The case is considerably more fraught for trait selection outside the domain of suffering — cognitive enhancement, aesthetic preference, physical stature — where the interests of the future child, the parents, and society diverge more sharply, and where the risk of compounding social inequality is greatest. A responsible ethics of reproductive biotechnology distinguishes these domains carefully rather than treating all heritable selection as equivalent.

What the reproductive revolution is not — and what its most scrupulous advocates have always insisted — is a return to the coercive state eugenics of the twentieth century. That program was scientifically ignorant, selecting on crude and mostly heritable phenotypic proxies; it was politically coercive, overriding individual reproductive autonomy; and it targeted populations already subject to systematic oppression. Voluntary, evidence-based, individually initiated embryo selection, operating within a robust regulatory framework and with genuine universal access, is structurally different in every relevant respect. The comparison to historical eugenics, while rhetorically powerful, is analytically superficial.

Nevertheless, the history warrants permanent vigilance. The mechanisms by which voluntary programs become socially coercive — through insurance incentives, employer pressures, social stigma, and gradually shifting norms about what constitutes responsible parenthood — are well-documented in other domains of reproductive medicine. Governance must be designed with these mechanisms in mind.

VIII Conclusion

In 2008, this essay argued that a major evolutionary transition was in prospect: that the blind genetic roulette of natural selection was giving way to a new kind of selection pressure in which prospective parents would pre-select alleles in anticipation of their psychological and behavioural effects. In 2026, this transition is underway.

Polygenic embryo selection is commercially available. In vitro gametogenesis has produced its first human oocytes from somatic cells. The genetic architecture of subjective wellbeing is being mapped, locus by locus, through genome-wide association studies of unprecedented scale. Artificial intelligence is beginning to model the interaction landscapes that human analysts cannot. The infrastructure of the post-Darwinian transition is being constructed, not always thoughtfully, not always equitably, but unmistakably.

The central question is no longer whether the reproductive revolution will happen. It is happening. The question is whether it will be guided by wisdom or left to the intersection of commercial incentive and regulatory inadvertence. Whether it will narrow the global distribution of suffering or exacerbate inequality. Whether the prospect of engineering heritable wellbeing — not the manic excess of unchecked reward circuitry, but the information-sensitive high hedonic tone that a richly flourishing life requires — will be taken seriously as an ethical imperative rather than dismissed as dystopian speculation.

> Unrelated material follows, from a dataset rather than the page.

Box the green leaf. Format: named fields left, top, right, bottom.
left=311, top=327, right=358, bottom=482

Darwinian life has been characterised by suffering because suffering has been adaptive — a motivational signal that steered behaviour toward survival and reproduction in environments of scarcity and threat. The environments of the twenty-first century are radically different. The molecular signals that made sense in the Pleistocene generate anxiety, depression, and pain that are often maladaptive in the world we have built. We are not obligated to perpetuate them simply because they are ancient.

The moral vision at the heart of the reproductive revolution is not utopian in the naive sense. It does not promise effortless perfection. It proposes, with appropriate scientific humility and ethical seriousness, that the children of the future need not inherit, without examination or consent, a hedonic baseline that the accident of prior selection has provided. That a future is possible in which extreme suffering is as genetically archaic as smallpox. That the question of what kind of life a new person will have — not its exact contours, which will always emerge from the irreducible particularity of experience, but its constitutional hedonic substrate — is at last a question that love, reason, and science can together begin to address.

"Nothing is too wonderful to be true if it be consistent with the laws of Nature."